October 12, 2020

Fitur Baru Google Meet Permudah Guru dan Murid Saat Kelas Online

Penulis: Iwan RS
Fitur Baru Google Meet Permudah Guru dan Murid Saat Kelas Online  

Mobitekno – Google Meet menjadi salah satu layanan atau aplikasi yang menjadi perhatian khusus raksasa teknologi tersebut di masa-masa banyak orang bekerja dari rumah karena pandemi COVID-19. Meskipun aplikasi Zoom Meeting masih lebih banyak digunakan, Goole Meet terus disempurnakan agar menjadi salah satu pilihan pengguna dalam aktivias mereka berkomunikasi dengan kolega, kerabat, atau siapa saja yang trpisah secara fisik.

Google telah memperbarui aplikasi Meet untuk platform Android agar user interface (antarmuka) ‘sejalan’ denga aplikasi Meet di Gmail. Selain itu, siswa dan guru pun mendapatkan fitur-fitur baru yang berguna jika mereka menggunakan G Suite yang berfokus pada pendidikan (G Suite for Education).

Google mendorong aplikasi Meet menjagi salah satu bagian penting dalam productivity suite-nya yang kini disebut sebagai Google Workspace. Sebelumnya, Meet telah disertakan sebagai tab Meet di aplikasi Gmail untuk platform Android. Sebagian pengguna Gmail mungkin menganggap tab Meet ini terlalu dipaksakan atau kurang diperlukan, tetapi Google menggangap tabe Meet ini diperlukan agar Meet lebih mudah diakses pengguna Gmail.

Google juga memperkenalkan interface baru Meet yang sebelumnya hanya tersedia untuk platform iOS. Paling menonjol adalah interface baru kini menggunakan bernuansa biru atau bukan lagi berwarna hijau yang lebih identik dengan aplikasi Google Hangouts. Ada pula ‘Quick Launch Summary’ yang menunjukkan semua agenda pertemuan (meeting) dan tombol ‘New Meeting’ yang akan menawarkan tiga opsi, antara lain mendapatkan info rmasi rapat untuk dibagikan dengan orang lain, memulai suatu secara instan, dan menjadwalkan pertemuan baru di Google Calendar.

Mereka yang menggunakan ‘G Suite for Education’ juga dapat menikmati fitur Meet, seperti Jamboard, papan tulis digital untuk membuat pelajaran menjadi lebih interaktif. Tidak kalah penting, yaitu ‘Breakout Rooms’ bagi mereka yang ingin membuat grup diskusi yang lebih kecil secara cepat.
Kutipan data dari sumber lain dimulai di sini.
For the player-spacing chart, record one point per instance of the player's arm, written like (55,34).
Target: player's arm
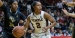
(1,3)
(68,14)
(51,19)
(27,22)
(68,3)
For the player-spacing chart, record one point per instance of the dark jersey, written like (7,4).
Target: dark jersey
(11,19)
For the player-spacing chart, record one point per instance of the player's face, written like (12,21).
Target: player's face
(15,5)
(38,6)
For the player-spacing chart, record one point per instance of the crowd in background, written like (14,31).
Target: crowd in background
(64,25)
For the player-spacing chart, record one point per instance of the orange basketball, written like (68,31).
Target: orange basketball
(18,31)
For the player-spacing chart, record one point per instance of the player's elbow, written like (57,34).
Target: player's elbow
(55,23)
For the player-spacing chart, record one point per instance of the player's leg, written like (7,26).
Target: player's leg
(5,35)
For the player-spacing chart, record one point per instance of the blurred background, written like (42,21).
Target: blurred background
(64,25)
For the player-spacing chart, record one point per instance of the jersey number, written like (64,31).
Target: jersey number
(38,25)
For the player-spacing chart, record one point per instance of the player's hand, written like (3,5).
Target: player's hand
(30,31)
(65,12)
(45,29)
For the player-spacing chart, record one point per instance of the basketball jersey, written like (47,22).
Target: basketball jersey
(38,22)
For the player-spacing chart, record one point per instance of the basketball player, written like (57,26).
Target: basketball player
(70,14)
(11,18)
(38,20)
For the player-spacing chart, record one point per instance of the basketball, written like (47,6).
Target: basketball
(18,31)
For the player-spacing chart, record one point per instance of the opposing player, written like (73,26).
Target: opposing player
(11,18)
(38,20)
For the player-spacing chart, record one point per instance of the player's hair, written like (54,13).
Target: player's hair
(33,4)
(10,2)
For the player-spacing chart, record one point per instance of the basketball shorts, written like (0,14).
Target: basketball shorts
(42,35)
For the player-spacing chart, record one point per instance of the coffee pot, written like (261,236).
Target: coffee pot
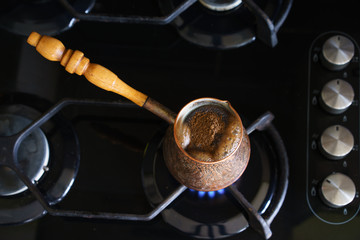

Breakout Rooms: Salah satu fitur baru Google Meet untuk membuat grup diskusi yang lebih kecil secara cepat.

 

Fitur ini berguna saat guru ingin membuat kelas online dengan Google Meet. Guru dapat membuat kelompok kecil ketika melakukan panggilan video call. Kelompok kecil tersebut bakal masuk dalam rooms (maksimal berisi 100 orang). Ketika membagi kelas lewat fitur ‘Breakout Rooms’, secara random partisipan atau siswa bakal masuk ke dalam beberapa room. Guru juga dapat memindahkan siswa ke room tertentu sesuai dengan keinginan.

Guru atau siapa pun yang menjadi host Google Meet dapat berpindah dari ruangan (room) satu ke ruangan lainnya. Ini berguna ketika guru (Google Meet host) ingin menyapa mereka yang ada di dalam room masing-masing. Saat video call lewat Google Meet, akan muncul tampilan Breakout Room di layar utama. Masing-masing siswa juga terpampang namanya sesuai dengan roomnya.

Q&A: Fitur baru yang memfasilitasi siswa bertanya dan menjawab pertanyaan guru tanpa mengganggu jalannya diskusi yang sedang berlangsung.

 

Google juga akan segera meluncurkan fitur Tanya Jawab (Q&A) yang yang memungkinkan siswa mengajukan dan memberikan suara positif pertanyaan kepada guru tanpa mengganggu alur diskusi yang sedang berlangsung. Sekarang ada juga fitur Polling yang dapat digunakan guru untuk mendapatkan umpan balik instan dari siswa.

Untuk sementara, Google baru berencana merilis fitur ini untuk pengguna Google Meet ini bagi pengguna yang berlangganan paket Enterprise dan Education. Semoga saja fitur-fitur baru ini juga tersedia bagi pengguna lainnya di masa mendatang.